Which fetal biometry charts should be used? A large validation study in
Objective: To assess the impact of applying published fetal growth
references or standards in the Chinese mainland population and to
compare their ability to predict newborns small- for- gestational- age
(SGA). Design: Retrospective observational study. Setting: A tertiary
hospital in Shenzhen, a Chinese city with the most immigrants.
Population: All pregnant women (n=106,455) who booked for prenatal care
with ultrasound measurements for fetal biometry between 2012 and 2019.
Methods: A fractional polynomial regression model was applied to
construct Shenzhen fetal growth chart ranges for HC, BPD, AC, and FL.

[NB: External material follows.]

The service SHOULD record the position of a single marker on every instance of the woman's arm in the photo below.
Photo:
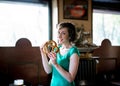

The differences between Shenzhen charts and published charts were
quantified by calculating the Z-score. Main outcome measures: The impact
of applying these published charts was quantified by calculating the
proportions of fetuses with biometric measurements below the 3rd centile
of these charts. The sensitivity and area under the receiver operating
curves of published charts to predict neonatal SGA (birthweight
<10th centile) were assessed. Results: Following selection,
169,980 scans of fetal biometry contributed by 41,032 pregnancies with
reliable gestational age were analyzed. When using Hadlock references
(<3rd), the proportions of small heads and short femurs were
as high as 8.9% and 6.6% in late gestation, respectively. The
Intergrowth-21st standards matched those of our observed curves better
than other charts. When using AC<10th centile, all of these
references were poor at predicting neonatal SGA. Conclusion: Applying
Hadlock references could possibly misclassify a large proportion of
fetuses as SGA. Conversely, applying the Intergrowth-21st standard
appears to be a safe option in mainland China.